La genèse de la domination autrichienne sur les terres de Bohême-Moravie prend peut-être, indirectement, sa source dans le conflit avec l’Empire ottoman. Elu en 1516 au trône de Bohême, le jeune roi polonais Louis de Jagellon est vaincu en 1526 par Soliman le Magnifique dans le sud de la Hongrie. Ce faisant, il laisse les trônes de Hongrie et de Bohême vacants. Pour les Habsbourg, aux ambitions sans mesure apparente avec ses possibilités, c’est une aubaine, qu’elle transformera en réalité.

Ferdinand de Habsbourg réussit à établir les droits de sa famille sur la couronne de Bohême. Le conflit avec les Turcs va en faire rapidement la condition financière sine qua non de la reconquête.

La chute de Belgrade face aux Ottomans en 1523 avait fortement touché les finances, déjà instables, de la monarchie autrichienne. La Bohême n’est pas immédiatement touchée puisque le tout nouvel « impôt turc », une taxe d’un demi pour cent sur le capital mobilier et immobilier, ne concerne que la Basse-Autriche.

Mais les dépenses militaires des Habsbourg s’élèvent à 630 000 florins et aboutissent rapidement à des finances déficitaires. D’autant plus qu’aux dépenses liées aux effectifs mêmes, s’ajoute un tribut que doit payer l’Autriche au sultan pour qu’il se tienne tranquille. En 1542, lors d’une réunion des Etats généraux, les différentes parties de l’empire sont divisées selon leur richesse et leur contribution à apporter. La Bohême-Moravie se verra assigner les deux tiers des contributions tandis que l’Autriche devra régler le troisième tiers ! La vocation des terres tchèques comme Trésor de l’empire a commencé...

Les Autrichiens ont, il est vrai, fort à faire. Avec ses 15 000 janissaires, ses 50 000 spahis et ses unités valaques et tatares, l’armée turque s’impose comme la première puissance militaire en Europe, tant par sa taille que par la pertinence de sa stratégie, basée sur l’extrême mobilité de ses troupes. Sans compter l’administration nettement supérieure des Turcs et aussi leur rapport avec les peuples conquis. Tolérants envers les religions autres que l’Islam, ils sauront se faire, parmi les royaumes chrétiens, de précieux alliés dans leur guerre contre les Autrichiens. Ce sera le cas du royaume de Transylvanie.

Ferdinand de Habsbourg
Les Habsbourg ne peuvent être que poussés à lorgner sur les riches terres de Bohême, bien conscients que l’ennemi ne pourra être vaincu avec les seules ressources autrichiennes. Dès lors que les ordres de Bohême acceptent, en 1526, d’élire Ferdinand de Habsbourg comme roi, ils s’engagent indirectement dans les grands conflits de l’époque.

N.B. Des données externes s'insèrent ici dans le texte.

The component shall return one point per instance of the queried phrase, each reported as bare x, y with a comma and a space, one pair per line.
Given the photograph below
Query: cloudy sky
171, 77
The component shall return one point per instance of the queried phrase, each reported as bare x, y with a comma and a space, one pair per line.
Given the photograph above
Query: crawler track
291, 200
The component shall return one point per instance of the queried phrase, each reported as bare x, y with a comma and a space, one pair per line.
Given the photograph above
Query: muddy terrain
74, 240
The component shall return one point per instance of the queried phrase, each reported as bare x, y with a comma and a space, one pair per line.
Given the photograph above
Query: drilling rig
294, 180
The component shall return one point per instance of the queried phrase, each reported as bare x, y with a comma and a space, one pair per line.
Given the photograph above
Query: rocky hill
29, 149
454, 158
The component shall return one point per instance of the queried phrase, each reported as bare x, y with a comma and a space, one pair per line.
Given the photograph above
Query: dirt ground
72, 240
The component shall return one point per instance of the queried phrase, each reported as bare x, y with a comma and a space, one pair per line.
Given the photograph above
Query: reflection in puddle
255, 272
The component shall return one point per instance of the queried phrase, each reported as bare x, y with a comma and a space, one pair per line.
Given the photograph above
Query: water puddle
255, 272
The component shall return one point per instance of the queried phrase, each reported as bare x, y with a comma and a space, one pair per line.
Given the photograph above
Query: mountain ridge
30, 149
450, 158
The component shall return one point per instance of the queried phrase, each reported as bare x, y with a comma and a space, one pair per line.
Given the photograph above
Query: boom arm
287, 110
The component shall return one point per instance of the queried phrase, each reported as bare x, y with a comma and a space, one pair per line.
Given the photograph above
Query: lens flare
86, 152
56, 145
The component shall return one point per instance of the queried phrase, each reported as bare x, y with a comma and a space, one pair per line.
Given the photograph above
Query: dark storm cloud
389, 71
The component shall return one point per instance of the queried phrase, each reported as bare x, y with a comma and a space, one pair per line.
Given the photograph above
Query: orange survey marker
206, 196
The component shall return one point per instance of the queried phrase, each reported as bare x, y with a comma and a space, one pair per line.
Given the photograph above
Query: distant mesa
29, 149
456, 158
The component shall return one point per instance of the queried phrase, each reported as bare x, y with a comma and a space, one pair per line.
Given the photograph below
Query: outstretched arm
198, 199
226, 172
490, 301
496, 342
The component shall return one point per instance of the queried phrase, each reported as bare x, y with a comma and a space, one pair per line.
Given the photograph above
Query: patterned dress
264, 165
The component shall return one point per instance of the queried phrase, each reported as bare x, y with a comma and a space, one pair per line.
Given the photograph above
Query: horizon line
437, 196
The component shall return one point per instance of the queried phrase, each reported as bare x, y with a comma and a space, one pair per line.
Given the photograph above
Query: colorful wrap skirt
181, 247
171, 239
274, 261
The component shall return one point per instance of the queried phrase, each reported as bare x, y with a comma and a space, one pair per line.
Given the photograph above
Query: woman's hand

Géographie oblige, les Tchèques ne fourniront pas le bras armé mais bien la manne financière de la lutte contre les Turcs. On comptera bien quelques mercenaires tchèques lors des conflits opposants les coalisés à la Porte. Mais alors que les soldats de la frontière militaire sont hongrois, allemands ou croates, l’argent, qui est comme on le sait le nerf de la guerre, provient des caisses de Bohême-Moravie et d’Autriche. Les razzias turques, qui voyaient la mise en esclavage des captifs, constituaient une menace réelle aux yeux de la Diète de Bohême et pour elle, la contribution à la défense de la Chrétienté occidentale passait aussi par celle de ses intérêts propres.

Menace d’autant plus réelle que l’expansion turque en Europe est continue depuis la conquête des Balkans dans les années 1370. Dès 1541, ils occupent plus des deux tiers de la Hongrie et campent ainsi pour longtemps à environ 200 km de Vienne. La Bohême n’est pas loin !

De même que les droits politiques des nations historiques sous les Habsbourg restaient forts sous la Renaissance, la contribution financière allait plus ou moins de soi pour les nobles tchèques. Il ne faut pas s’imaginer que les Habsbourg n’avaient qu’à lever le doigt pour obtenir des subsides. Chaque contribution financière était discutée, parfois longuement, par les diètes nationales.

Les paysans, quant à eux, ont dû supporter beaucoup plus difficilement les augmentations fiscales, régulières du XVIème au XVIIIème siècle. Instauré en 1567 en Bohême, l’impôt direct sur les tenures paysannes doublera d’ailleurs au siècle suivant.

Si l’image du Turc a été plus un mirage qu’une réalité pour les Tchèques, le poids économique des conflits austro-ottomans a nettement pesé sur la Bohême. Peut-être même ont-ils favorisé ce qui a été sa vocation financière sous les Habsbourg.